La naturaleza del espejismo. III

Djwhal Khul


He organizado en cierta medida nuestras ideas y he delineado el plan, de acuerdo al cual encararemos este tema. Les he dado ciertos conceptos básicos y proporcionado el alineamiento esquemático de todo el tópico. Ahora comenzaremos su verdadero estudio. Corno saben, no es mi intención escribir una larga y voluminosa tesis sobre el tema. La recopilación de las instrucciones dadas a los grupos de discípulos, no constituirán tratados voluminosos como Fuego Cósmico y Magia Blanca, sino una serie de volúmenes relativamente breves y por lo tanto contendrán la máxima información sin guardar un estilo discursivo.

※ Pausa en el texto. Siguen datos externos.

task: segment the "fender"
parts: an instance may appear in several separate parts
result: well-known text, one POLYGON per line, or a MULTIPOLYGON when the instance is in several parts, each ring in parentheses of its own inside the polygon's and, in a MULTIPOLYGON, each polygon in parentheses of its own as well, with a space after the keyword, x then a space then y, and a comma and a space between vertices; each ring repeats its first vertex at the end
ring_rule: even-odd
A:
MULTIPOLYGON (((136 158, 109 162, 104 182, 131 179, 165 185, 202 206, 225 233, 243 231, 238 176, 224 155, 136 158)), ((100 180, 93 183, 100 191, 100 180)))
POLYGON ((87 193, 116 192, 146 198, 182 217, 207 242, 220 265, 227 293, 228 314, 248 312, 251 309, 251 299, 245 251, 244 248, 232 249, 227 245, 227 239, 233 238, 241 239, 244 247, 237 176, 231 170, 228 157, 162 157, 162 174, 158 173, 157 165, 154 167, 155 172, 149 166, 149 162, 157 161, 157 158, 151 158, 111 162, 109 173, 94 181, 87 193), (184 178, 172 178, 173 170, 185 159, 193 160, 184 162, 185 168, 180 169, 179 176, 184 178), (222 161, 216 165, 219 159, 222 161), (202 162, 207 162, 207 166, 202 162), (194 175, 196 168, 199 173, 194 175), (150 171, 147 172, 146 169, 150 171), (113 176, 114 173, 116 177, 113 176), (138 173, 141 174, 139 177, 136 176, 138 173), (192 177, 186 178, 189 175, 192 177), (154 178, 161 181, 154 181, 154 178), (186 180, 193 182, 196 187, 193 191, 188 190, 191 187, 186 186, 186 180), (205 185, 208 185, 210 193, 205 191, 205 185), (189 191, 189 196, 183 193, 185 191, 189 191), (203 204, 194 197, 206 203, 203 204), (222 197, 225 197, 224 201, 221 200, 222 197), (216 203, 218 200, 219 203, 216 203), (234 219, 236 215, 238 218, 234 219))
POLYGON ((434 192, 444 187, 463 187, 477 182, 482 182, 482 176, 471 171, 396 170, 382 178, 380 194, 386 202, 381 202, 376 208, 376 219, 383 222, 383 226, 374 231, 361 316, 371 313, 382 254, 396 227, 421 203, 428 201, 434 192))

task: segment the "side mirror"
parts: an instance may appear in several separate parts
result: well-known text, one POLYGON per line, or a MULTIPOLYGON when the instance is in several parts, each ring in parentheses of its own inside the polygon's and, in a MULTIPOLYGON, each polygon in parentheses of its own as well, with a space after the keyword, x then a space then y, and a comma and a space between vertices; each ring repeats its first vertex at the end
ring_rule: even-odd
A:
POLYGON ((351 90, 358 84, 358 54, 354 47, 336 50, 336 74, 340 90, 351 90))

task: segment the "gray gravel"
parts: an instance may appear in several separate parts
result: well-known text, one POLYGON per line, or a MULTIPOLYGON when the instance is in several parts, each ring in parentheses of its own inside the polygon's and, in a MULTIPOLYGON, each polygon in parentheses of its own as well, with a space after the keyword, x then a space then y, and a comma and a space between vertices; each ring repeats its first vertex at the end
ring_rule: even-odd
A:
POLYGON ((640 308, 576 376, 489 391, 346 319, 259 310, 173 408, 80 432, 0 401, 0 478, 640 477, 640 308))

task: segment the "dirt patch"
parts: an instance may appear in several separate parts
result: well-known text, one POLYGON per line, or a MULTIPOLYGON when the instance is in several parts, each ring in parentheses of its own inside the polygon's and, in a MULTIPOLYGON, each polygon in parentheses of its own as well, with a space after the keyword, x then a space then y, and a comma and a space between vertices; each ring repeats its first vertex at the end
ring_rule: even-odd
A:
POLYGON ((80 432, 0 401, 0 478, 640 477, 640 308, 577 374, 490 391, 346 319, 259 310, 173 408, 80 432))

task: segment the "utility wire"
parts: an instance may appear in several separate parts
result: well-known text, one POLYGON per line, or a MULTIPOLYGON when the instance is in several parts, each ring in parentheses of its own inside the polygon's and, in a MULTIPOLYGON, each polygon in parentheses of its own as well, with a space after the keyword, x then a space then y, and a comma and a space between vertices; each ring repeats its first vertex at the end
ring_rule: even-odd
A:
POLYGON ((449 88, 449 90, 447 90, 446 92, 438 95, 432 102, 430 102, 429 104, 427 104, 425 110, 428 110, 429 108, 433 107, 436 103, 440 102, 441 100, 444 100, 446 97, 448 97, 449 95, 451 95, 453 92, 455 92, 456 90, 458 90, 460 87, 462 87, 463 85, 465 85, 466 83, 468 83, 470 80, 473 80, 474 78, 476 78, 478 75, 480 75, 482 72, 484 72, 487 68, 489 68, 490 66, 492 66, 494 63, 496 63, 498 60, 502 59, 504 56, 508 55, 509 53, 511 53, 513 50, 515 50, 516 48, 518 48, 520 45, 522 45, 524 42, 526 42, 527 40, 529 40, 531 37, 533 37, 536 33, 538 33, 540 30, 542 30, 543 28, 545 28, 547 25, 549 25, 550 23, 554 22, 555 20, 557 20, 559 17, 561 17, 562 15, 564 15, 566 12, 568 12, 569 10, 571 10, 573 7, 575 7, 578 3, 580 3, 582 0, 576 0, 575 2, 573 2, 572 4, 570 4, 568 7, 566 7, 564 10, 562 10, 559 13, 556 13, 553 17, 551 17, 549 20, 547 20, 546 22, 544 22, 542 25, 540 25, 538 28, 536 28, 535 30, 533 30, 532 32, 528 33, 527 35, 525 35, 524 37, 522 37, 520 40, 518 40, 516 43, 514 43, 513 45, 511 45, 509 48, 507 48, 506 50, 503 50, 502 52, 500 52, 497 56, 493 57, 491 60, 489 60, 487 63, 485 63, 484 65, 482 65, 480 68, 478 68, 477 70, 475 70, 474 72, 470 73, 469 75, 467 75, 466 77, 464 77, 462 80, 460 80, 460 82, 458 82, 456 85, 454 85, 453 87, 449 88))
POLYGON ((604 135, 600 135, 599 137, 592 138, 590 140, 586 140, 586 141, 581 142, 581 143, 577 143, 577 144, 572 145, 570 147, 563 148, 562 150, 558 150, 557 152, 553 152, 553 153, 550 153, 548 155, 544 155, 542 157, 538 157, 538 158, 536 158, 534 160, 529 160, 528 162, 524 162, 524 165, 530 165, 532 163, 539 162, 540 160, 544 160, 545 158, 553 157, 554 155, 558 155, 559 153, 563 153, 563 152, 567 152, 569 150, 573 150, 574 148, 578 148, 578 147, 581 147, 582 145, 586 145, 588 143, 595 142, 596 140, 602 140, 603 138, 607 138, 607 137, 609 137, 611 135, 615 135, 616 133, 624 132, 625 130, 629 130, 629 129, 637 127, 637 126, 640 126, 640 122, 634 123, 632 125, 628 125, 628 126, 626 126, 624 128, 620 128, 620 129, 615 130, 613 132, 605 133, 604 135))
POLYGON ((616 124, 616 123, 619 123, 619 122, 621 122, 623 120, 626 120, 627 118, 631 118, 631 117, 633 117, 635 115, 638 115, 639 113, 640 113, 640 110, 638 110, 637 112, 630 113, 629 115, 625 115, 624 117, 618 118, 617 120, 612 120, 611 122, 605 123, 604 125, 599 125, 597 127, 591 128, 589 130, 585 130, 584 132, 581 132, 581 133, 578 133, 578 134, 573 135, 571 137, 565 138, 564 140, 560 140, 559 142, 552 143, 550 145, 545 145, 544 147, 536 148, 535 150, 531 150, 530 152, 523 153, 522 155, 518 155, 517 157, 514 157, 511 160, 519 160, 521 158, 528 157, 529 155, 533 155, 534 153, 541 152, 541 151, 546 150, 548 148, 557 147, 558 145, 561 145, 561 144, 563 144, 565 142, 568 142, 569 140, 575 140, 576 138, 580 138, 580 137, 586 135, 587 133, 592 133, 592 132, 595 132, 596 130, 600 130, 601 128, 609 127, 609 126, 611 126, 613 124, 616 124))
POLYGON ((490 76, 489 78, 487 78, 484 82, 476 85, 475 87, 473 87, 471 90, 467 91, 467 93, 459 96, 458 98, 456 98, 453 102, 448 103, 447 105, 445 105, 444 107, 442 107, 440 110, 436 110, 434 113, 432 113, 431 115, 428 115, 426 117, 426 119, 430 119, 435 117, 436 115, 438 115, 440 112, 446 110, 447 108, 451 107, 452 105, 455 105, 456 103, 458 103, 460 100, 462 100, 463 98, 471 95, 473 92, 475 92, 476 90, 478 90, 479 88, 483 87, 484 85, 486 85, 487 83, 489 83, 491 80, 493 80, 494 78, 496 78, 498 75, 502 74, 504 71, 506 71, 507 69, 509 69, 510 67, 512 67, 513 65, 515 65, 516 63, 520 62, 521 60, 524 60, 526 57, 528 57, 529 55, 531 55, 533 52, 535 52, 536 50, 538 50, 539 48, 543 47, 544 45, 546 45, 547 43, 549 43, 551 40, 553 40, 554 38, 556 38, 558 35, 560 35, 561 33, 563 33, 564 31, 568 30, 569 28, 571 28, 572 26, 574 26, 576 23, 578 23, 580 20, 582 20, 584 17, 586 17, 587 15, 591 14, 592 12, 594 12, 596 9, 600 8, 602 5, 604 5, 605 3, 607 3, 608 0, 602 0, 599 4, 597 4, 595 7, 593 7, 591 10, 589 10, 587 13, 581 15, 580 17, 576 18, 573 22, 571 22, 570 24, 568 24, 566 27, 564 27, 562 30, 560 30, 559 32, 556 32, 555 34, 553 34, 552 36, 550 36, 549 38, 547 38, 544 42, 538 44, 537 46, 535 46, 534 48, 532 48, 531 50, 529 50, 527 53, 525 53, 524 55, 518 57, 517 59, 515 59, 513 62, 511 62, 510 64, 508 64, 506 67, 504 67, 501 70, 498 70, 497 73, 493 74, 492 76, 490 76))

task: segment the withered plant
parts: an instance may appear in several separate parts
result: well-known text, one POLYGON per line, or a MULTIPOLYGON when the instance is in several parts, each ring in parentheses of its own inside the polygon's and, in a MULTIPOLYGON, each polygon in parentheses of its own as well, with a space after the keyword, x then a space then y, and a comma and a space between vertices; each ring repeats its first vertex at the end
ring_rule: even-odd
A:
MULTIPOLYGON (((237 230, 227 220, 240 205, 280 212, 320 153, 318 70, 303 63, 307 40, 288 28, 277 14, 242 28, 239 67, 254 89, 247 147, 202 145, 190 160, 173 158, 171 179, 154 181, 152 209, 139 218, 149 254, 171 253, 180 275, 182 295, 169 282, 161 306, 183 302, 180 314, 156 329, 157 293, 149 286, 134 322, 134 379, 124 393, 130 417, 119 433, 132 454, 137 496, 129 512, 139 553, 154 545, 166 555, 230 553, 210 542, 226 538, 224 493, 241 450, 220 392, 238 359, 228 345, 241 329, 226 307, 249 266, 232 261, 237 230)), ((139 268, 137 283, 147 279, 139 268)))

Ante todo, estas instrucciones deben tener un valor práctico definido y darle al estudiante la sensación de que comprende mejor el mundo sutil de las corrientes de fuerzas mentales en que habita y los medios que debe emplear además de la técnica a seguir, si es que va a allanar su camino desde la oscuridad y confusión para seguir adelante hacia la luz y la armonía. Nuestro estudio también ha de ser comparativo, debiendo el lector tener en cuenta que no se hallará capacitado para distinguir la verdad o aislar ese aspecto de la enseñanza que es para él de suprema importancia, hasta no aplicar lo que es útil y estar debidamente seguro de si es víctima de la ilusión o del espejismo. En último análisis, debe saber en qué punto se encuentra antes de dar el próximo y necesario paso adelante. El discípulo es la víctima, y esperemos que también sea el disipador del espejismo y de la ilusión, de allí la complejidad de su problema y la sutileza de sus dificultades.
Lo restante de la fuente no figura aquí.